Willis opened the door, got out, and peered in at Fortnum. Fortnum felt he had to speak.

“Well—what do we do about it?”

Willis looked up at the sun burning blind in the great, remote sky.

“Be aware,” he said, slowly. “Watch everything for a few days.”

“Everything?”

“We don’t use half what God gave us, ten percent of the time. We ought to hear more, feel more, smell more, taste more. Maybe there’s something wrong with the way the wind blows these weeds there in the lot. Maybe it’s the sun up on those telephone wires or the cicadas singing in the elm trees. If only we could stop, look, listen, a few days, a few nights, and compare notes. Tell me to shut up then, and I will.”

“Good enough,” said Fortnum, playing it lighter than he felt. “I’ll look around. But how do I know the thing I’m looking for when I see it?”

Willis peered in at him sincerely. “You’ll know. You’ve got to know. Or we’re done for, all of us,” he said quietly.

Fortnum shut the door, and didn’t know what to say. He felt a flush of embarrassment creeping up his face. Willis sensed this.
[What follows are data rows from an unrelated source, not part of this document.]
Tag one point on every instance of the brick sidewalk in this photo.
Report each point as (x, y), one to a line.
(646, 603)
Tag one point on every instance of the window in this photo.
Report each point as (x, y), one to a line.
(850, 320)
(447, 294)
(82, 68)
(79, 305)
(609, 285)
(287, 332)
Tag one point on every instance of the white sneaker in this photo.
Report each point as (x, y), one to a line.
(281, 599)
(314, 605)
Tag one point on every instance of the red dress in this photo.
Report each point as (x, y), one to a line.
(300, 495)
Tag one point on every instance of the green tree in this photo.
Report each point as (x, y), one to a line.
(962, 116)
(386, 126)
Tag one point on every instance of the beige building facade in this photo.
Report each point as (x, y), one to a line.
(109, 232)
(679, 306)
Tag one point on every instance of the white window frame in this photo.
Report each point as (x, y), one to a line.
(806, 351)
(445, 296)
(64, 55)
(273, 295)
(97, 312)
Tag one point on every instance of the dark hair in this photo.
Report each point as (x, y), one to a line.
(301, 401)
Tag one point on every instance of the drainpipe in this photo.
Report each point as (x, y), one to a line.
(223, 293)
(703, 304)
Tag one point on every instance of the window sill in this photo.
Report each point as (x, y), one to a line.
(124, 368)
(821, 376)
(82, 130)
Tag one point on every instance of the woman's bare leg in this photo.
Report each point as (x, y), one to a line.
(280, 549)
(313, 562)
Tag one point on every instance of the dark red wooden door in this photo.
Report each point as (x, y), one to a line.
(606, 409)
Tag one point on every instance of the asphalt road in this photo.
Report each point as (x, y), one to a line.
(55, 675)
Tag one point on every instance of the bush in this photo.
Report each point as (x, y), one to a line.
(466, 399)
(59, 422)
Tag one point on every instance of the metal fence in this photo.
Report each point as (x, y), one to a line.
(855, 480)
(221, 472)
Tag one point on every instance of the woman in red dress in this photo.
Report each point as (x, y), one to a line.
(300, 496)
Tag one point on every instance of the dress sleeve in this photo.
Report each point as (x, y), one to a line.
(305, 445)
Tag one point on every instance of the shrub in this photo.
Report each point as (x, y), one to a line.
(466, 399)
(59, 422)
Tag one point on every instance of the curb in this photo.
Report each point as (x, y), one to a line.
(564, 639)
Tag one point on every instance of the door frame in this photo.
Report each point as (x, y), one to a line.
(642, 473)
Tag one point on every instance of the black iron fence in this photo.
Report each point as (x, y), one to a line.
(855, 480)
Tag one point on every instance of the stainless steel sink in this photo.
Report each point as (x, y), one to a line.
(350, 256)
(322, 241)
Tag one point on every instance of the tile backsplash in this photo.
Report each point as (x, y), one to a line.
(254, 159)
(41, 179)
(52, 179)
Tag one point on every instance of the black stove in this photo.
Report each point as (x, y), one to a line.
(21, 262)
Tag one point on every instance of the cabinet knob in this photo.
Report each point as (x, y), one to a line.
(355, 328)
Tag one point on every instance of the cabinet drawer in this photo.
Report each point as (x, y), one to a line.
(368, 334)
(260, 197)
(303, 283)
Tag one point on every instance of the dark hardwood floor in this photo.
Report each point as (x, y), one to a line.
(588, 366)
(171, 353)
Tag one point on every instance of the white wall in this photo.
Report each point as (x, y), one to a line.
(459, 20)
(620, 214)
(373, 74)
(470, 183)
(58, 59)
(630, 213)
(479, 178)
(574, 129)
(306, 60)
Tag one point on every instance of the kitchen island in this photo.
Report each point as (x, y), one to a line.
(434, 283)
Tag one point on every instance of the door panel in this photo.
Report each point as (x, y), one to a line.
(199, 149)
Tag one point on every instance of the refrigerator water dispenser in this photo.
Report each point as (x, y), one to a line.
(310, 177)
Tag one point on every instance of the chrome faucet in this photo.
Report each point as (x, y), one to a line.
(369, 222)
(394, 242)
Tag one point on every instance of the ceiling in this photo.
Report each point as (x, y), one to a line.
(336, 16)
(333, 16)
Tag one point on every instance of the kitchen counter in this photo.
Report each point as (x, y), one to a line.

“Hugh, do you think I’m—off my rocker?”

“Nonsense!” said Fortnum, too quickly. “You’re just nervous, is all. You should take a couple of weeks off.”

Willis nodded. “See you Monday night?”

“Any time. Drop around.”

“I hope I will, Hugh. I really hope I will.”

Then Willis was gone, hurrying across the dry weed-grown lot, toward the side entrance of the market.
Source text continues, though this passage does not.